さて、その一方で逍遥の「模写論」に影響を受けた硯友社の作家たちによる「人情世態小説」があった。彼らは西鶴の影響もうけつつ、人情(=恋愛の人情)と目新しい風俗を描き続けた。彼らは作品の原理を新聞などの雑報から得たストーリーに求め、思想は世俗の半歩前に進んだ程度の良識に求めた。そのため、彼らの写実は皮相なものにならざるを得なかった。

それに対して石橋忍月は『想実論』(明治二三年)で
「詩発生の源を、想・実の二つとし、想は虚象、実は真景であり、『内に虚象を設けて文字之を実にし、外に真景を採りて又之を虚象に帰する』想・実の調和こそ詩を永遠不朽にするものだ」と説いた。また、人物は想、人事は実より出、詩は人物を主、人事を従とすべきだとし、趣向・人事ばかりを重視する同時代の硯友社風の文学風潮を批判している。

ここでの論点をめぐる象徴的な論争が『没理想論争』であり、ここから後の「浪漫主義」台頭の契機となる。

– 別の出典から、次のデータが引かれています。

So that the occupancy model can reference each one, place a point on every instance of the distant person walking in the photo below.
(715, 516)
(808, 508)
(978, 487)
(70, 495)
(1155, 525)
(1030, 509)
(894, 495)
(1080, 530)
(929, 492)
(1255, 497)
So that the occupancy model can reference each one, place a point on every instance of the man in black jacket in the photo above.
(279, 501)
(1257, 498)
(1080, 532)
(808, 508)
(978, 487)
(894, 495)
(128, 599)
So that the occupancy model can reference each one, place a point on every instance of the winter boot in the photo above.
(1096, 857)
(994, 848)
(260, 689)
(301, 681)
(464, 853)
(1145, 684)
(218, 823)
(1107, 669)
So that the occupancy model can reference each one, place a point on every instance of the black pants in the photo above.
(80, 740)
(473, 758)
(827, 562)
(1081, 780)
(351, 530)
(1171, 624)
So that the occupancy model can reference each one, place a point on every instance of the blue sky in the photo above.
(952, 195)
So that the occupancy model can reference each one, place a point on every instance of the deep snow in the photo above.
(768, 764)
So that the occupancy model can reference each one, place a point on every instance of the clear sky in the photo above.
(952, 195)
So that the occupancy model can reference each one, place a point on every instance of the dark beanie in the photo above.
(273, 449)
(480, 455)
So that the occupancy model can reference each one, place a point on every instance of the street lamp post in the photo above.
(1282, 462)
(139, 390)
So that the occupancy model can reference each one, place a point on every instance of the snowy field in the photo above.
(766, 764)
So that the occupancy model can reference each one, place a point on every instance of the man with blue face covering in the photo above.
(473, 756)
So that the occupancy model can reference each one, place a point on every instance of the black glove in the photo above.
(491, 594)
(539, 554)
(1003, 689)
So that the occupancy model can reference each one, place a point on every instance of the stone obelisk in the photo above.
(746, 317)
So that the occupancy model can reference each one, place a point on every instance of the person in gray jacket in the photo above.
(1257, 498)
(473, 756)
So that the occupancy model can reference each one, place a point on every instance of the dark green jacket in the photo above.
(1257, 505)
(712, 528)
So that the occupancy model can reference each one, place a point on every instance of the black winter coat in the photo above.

この論争は、坪内逍遥と森鴎外の間で、明治二四~二五年の間に闘われた明治最大の文学論争である。
逍遥が『シェークスピア脚本評註』の「緒言」(二四年一〇月「早稲田文学」)で、想実を重視する客観主義を主張したのに対して、鷗外が『早稲田文学の没理想』(二四年一二月「しがらみ草紙」)において、芸術家は、実(レアル)だけではなく想(イデエ)を感じて制作する理想が必要だと反論し、その後半年間の応酬が続いた。
だが、ハルトマン哲学をふまえた鷗外の「理想は無意識より来る」とする論理の観念性と、逍遥の客観主義の思想性の弱さが災いして論争はすれ違いに終わった。しかし、批評における主体の問題を提起したこと、逍遥・四迷のリアリズムに反省を促し、浪漫主義台頭の契機をもたらしたこと、文学の方法意識の確立に貢献したことなど文学理論史に絶大な役割を果たした。